Another Thanksgiving Day and still COVID-19 is with us. Possibly next year we will be less encumbered by COVID-19. The world has changed a great deal both for me personally and in general. The independence I never gained as a soon to be adult back in the mid 1960s is slowly being taken on by me. I did have independent moments throughout the 54.5 years that I was married to Edward. He did travel for work when we first moved to Ottawa right up until our youngest was about two years of age. After that we used to go to Conferences with him that he attended on behalf of NRC. It was a fun family time actually as we toured the places, my daughters and I, while Edward attended the Conferences. We saw a lot of things in far away places but always on the North American continent. But I was on my own with two children driving about in foreign cities visiting various historic sites. At that time Edward did not know his family tree far enough back to let him know that often enough we walked in the footsteps of his ancestors in some of the places that we visited. Although not into genealogy until long after the girls were grown, I knew that none of my ancestors had trekked in any of these areas. My father was born in England and came with his parents as a child in 1913. My mother's Canadian line is so very small with just her great grandmother, her father and herself born in Canada. Her mother was born in England and emigrated to Canada on her own in 1908. But it was interesting to see the American Historic Sites. Up until that time the girls had really only seen Canadian Historic Sites and visited with some new found relatives in Pennsylvania and New York that Edward had discovered.
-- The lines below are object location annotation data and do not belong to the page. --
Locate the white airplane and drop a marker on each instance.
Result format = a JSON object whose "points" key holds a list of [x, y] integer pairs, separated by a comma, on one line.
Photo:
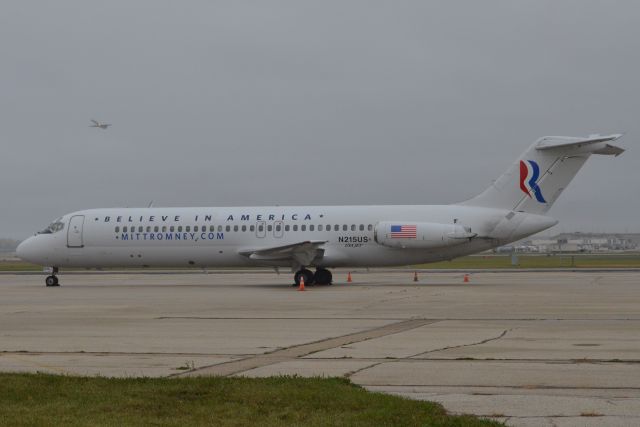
{"points": [[97, 124], [322, 237]]}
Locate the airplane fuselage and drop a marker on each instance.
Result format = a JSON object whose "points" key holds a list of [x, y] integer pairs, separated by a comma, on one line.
{"points": [[209, 237]]}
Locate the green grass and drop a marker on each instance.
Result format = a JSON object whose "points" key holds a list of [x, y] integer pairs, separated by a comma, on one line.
{"points": [[38, 399], [540, 261]]}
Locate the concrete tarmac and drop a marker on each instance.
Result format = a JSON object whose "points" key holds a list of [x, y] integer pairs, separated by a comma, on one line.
{"points": [[533, 349]]}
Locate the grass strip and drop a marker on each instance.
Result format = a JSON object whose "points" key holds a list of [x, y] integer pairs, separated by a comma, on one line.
{"points": [[42, 399]]}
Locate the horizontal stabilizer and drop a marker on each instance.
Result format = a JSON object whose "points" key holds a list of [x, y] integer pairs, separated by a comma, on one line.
{"points": [[594, 144]]}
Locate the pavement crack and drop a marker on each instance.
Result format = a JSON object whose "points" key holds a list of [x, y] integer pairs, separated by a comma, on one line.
{"points": [[294, 352], [464, 345]]}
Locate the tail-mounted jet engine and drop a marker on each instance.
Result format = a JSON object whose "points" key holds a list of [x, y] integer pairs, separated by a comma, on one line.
{"points": [[421, 235]]}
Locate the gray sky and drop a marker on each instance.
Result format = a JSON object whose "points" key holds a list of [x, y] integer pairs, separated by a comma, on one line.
{"points": [[298, 102]]}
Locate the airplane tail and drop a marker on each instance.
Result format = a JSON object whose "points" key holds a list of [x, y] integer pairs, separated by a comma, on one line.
{"points": [[535, 181]]}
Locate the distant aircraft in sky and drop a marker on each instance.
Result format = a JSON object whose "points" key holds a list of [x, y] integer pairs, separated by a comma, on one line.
{"points": [[323, 237], [97, 124]]}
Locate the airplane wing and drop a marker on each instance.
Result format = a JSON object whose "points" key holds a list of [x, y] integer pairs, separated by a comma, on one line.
{"points": [[301, 253]]}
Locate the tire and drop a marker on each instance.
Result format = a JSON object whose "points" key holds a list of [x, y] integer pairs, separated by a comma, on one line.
{"points": [[322, 276], [308, 277]]}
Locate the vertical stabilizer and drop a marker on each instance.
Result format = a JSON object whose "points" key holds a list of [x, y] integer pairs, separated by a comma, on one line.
{"points": [[535, 181]]}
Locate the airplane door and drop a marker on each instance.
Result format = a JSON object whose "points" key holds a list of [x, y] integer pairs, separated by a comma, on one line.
{"points": [[74, 233], [261, 230], [278, 229]]}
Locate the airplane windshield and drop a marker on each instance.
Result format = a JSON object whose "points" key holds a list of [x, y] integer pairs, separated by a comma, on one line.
{"points": [[54, 227]]}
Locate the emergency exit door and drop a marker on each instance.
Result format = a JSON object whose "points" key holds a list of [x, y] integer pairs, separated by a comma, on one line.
{"points": [[74, 233]]}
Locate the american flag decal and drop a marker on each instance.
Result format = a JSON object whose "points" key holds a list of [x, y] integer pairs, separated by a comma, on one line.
{"points": [[403, 231]]}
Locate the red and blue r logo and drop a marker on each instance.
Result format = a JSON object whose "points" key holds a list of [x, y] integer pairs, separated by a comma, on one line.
{"points": [[529, 174]]}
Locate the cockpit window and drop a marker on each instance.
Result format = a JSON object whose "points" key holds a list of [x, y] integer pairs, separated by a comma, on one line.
{"points": [[54, 227]]}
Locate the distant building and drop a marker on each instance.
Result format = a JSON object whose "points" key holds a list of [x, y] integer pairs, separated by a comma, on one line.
{"points": [[577, 242]]}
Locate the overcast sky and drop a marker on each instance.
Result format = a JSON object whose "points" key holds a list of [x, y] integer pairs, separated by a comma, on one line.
{"points": [[300, 102]]}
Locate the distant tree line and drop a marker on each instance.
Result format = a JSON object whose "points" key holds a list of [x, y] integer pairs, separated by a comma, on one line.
{"points": [[8, 245]]}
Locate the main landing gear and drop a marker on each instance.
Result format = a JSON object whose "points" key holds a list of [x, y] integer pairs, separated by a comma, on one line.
{"points": [[53, 279], [322, 276]]}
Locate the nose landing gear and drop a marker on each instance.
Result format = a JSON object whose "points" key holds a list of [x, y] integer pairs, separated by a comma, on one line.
{"points": [[53, 279]]}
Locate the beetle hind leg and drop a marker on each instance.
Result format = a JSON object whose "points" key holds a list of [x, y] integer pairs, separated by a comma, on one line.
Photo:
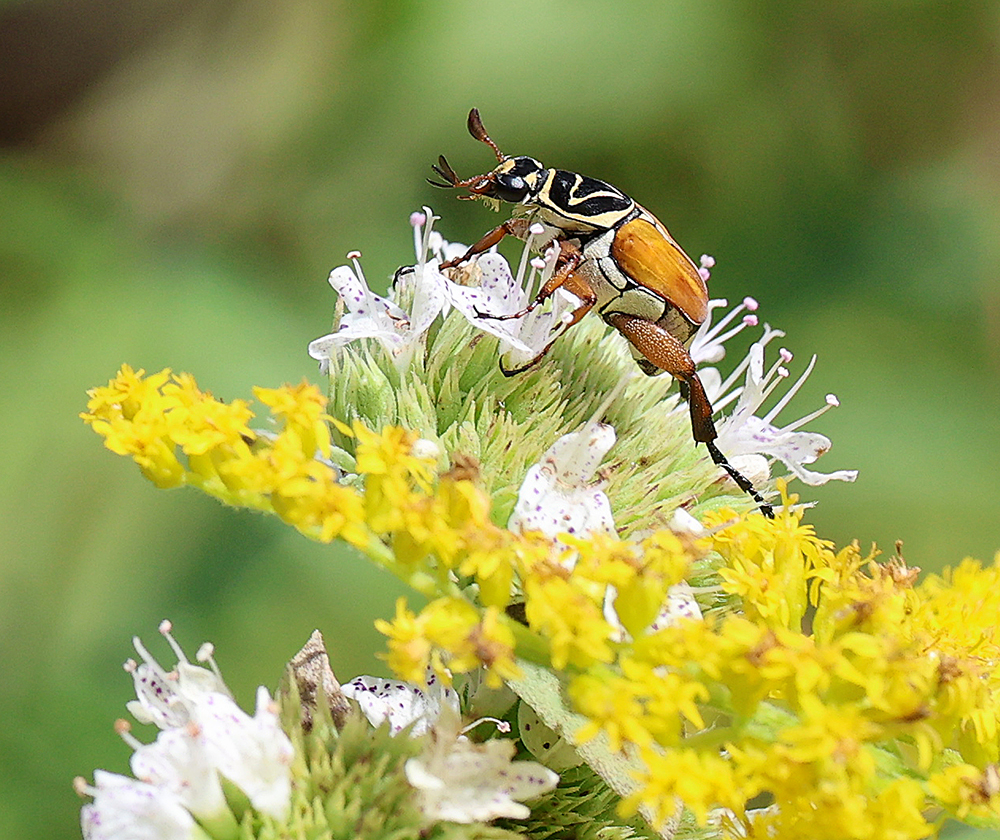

But independence itself was something I never achieved as a young adult except for occasional times when Edward was away and I needed to manage everything. But I did work for quite a bit of our marriage; working before our first daughter was born and then taking on contract copy-editing and proofreading a couple of years before our second daughter was born and continuing with that until I went back to work outside the home at the Medical School first and then The Ottawa Hospital as it came to be known (I did work at the three campuses - General, Civic and Riverside). But still I was not actually independent as I have become somewhat now. It is an interesting place to be; born of necessity of course; I would wish for Edward to be continuing in life enjoying his pension although traveling which he loved to do remains difficult to manage and was anyway because of his medical issues.
It is interesting though and I am grabbing hold of that with both hands in as much as I am able!